O "déficit" da previdência é outra "bomba relógio" de ficção. Tem-se aí uma típica "pedalada" contra a Constituição, pois o Brasil, desde 1988, segue o modelo tripartite clássico de (Empregador, Trabalhador e Governo) adotado em diversos países da OCDE para financiar a Seguridade Social. E, para que o governo passasse a ter recursos para cumprir sua parte no financiamento da previdência, os constituintes de 1988 criaram três novas contribuições sociais. O famosíssimo suposto "déficit" vem de a área econômica de sucessivos governos não contabilizar a "Contribuição do Governo" como receita da previdência. Desde 1989, a área econômica captura esses novos recursos criados pela Constituição de 88. E o Ministério da Previdência não considera a previdência como parte da seguridade; assim fazendo desobedece o que determinam os artigos 194 e 195 da Constituição. Em suma, o “déficit” é fruto do recorrente desprezo pela Constituição da República.

Palpites catastrofistas sobre o futuro. 

“Se nada for feito” o "déficit" da previdência “será de 17% do PIB” diz o Ministério da Fazenda. Economistas ligados aos bancos dizem que “atingirá 23% do PIB”. É uma vergonha que previsões deste tipo sejam feitas sem amparo científico. É um escárnio que a extinção do direito a proteção à velhice no Brasil seja justificada pelo terrorismo econômico com base em “modelos” de projeção atuarial ultrapassados, sucateados e, intencionalmente, enviesados.

Até o dia 14 de março último a sociedade não conhecia o tal “modelo” que endossa o cataclismo anunciado.

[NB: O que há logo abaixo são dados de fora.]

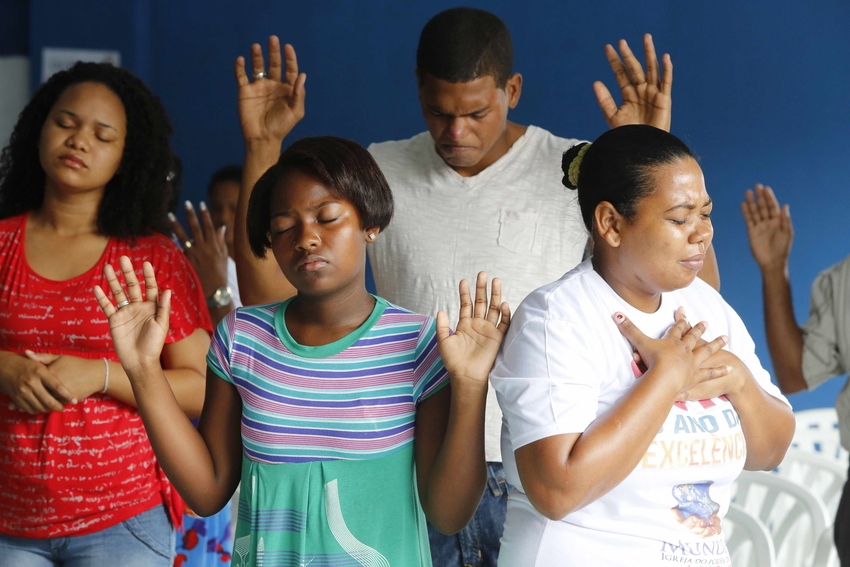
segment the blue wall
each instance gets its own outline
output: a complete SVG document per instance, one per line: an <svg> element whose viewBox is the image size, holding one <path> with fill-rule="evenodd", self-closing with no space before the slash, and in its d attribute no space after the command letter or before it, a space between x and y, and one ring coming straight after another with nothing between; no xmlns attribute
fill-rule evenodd
<svg viewBox="0 0 850 567"><path fill-rule="evenodd" d="M424 129L413 75L427 19L454 2L375 0L243 3L224 0L32 0L33 76L43 46L117 49L159 93L176 128L185 191L203 195L221 164L240 161L233 61L278 34L307 73L307 117L294 137L336 134L363 144ZM672 54L673 132L701 156L715 207L723 294L769 366L760 278L739 203L755 182L791 204L795 309L807 314L817 273L850 253L850 4L791 2L472 2L501 16L524 76L514 121L566 137L606 128L591 90L614 90L602 47L643 32ZM792 398L832 405L843 381Z"/></svg>

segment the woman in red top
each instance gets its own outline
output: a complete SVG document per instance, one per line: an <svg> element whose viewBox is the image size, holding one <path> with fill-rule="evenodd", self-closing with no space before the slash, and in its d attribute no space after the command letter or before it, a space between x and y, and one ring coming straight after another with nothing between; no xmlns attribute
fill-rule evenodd
<svg viewBox="0 0 850 567"><path fill-rule="evenodd" d="M168 274L178 307L162 360L197 417L211 325L194 272L160 234L170 134L142 81L78 63L39 89L0 157L4 565L171 565L182 501L91 293L122 255Z"/></svg>

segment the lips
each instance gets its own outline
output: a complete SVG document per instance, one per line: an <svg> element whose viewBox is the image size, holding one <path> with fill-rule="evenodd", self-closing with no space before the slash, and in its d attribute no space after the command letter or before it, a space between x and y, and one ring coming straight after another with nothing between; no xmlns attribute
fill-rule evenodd
<svg viewBox="0 0 850 567"><path fill-rule="evenodd" d="M68 167L71 167L71 168L74 168L74 169L83 169L83 168L86 167L86 162L84 162L81 157L76 156L74 154L65 154L65 155L59 156L59 161L61 161L62 163L64 163Z"/></svg>
<svg viewBox="0 0 850 567"><path fill-rule="evenodd" d="M316 254L305 256L298 262L296 268L299 272L315 272L321 270L328 265L328 261L324 257Z"/></svg>
<svg viewBox="0 0 850 567"><path fill-rule="evenodd" d="M692 270L700 270L702 268L702 264L705 260L705 254L695 254L690 258L685 258L681 260L679 263L687 266Z"/></svg>

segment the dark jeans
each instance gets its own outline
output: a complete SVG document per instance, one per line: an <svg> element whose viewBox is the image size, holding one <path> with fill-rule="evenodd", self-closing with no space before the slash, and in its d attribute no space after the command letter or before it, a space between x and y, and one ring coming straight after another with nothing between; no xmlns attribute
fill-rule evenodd
<svg viewBox="0 0 850 567"><path fill-rule="evenodd" d="M469 525L447 536L428 524L434 567L496 567L510 488L502 463L487 463L487 489Z"/></svg>
<svg viewBox="0 0 850 567"><path fill-rule="evenodd" d="M833 530L838 558L841 560L842 567L848 567L850 566L850 481L844 483L841 501L835 513Z"/></svg>

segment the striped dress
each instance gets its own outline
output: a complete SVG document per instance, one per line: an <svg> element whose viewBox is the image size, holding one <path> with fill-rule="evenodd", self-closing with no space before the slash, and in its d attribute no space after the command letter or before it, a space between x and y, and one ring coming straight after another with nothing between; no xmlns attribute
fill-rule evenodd
<svg viewBox="0 0 850 567"><path fill-rule="evenodd" d="M376 298L358 329L310 347L286 329L289 301L231 312L207 356L242 397L231 565L430 566L413 436L448 383L434 319Z"/></svg>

Nesse dia, um grupo de pesquisadores, denunciando o fato, lançou o documento “A Previdência Social em 2060: as inconsistências do modelo de projeção atuarial do Governo brasileiro”. E, pasmem, no dia seguinte, na audiência da Comissão que trata da PEC 287 no Congresso Nacional, um representante do Ministério da Fazenda disse que o governo agora tem um novo “modelo”. Entretanto, em sua exposição, apresentou planilhas “elaboradas na noite anterior”.

É digno de nota que em resposta aos Requerimentos de Dados sobre Benefícios solicitados pelo Deputado Ivan Valente (PSOL-SP) e pelo Senador Lindberg Farias (PT-RJ), o Ministro da Fazenda emitiu Nota (GGEDEA n.05 de 13 de março de 2017) explicitando as limitações para o atendimento das demandas parlamentares, por tratar de “uma extração onerosa, tanto em termos financeiros como em tempo necessário para a sua execução, cujo valor não está previsto no orçamento atual da Secretaria de Previdência com a Empresa de Tecnologia e Informações da Previdência (Dataprev)” (grifos meus). 

Outro problema aventado pelo Ministério da Fazenda é que após extinção do MPAS, o INSS “passou a ser uma autarquia subordinada ao Ministério do Desenvolvimento Social e Agrário (MDSA)”. Em função desses fatos, o Ministro sugere que os requerimentos parlamentares sejam encaminhados para a Dataprev e MDSA!

Há, de fato, um modelo? Ou se trata de mais e mais palpites bem informados, meras conjecturas sem amparo técnico e científico? Quais parâmetros suportam tais projeções tendencialmente ruinosas? Quais variáveis são utilizadas? Quais premissas embasam os prognósticos para 2060? Se há modelo, ele deve ser objeto de amplo debate. Dada a importância crucial dessas projeções para as decisões que serão tomadas no presente, a sociedade e o Parlamento tem o dever de exigir que o governo abra a "caixa preta" e apresente para a sociedade os critérios utilizados para sustentar seu discurso.

Em suma, estamos na iminência de uma reforma radicalmente excludente da Previdência que é justificada por números supostamente “irrefutáveis”, mas desconhecidos dos brasileiros que serão as vítimas da reforma-catástrofe.

Eduardo Fagnani é professor do Instituto de Economia da Unicamp, pesquisador do Centro de Estudos Sindicais e do Trabalho (CESIT-IE-UNICAMP) e coordenador da rede Plataforma Política Social (www.plataformapoliticasocial.com).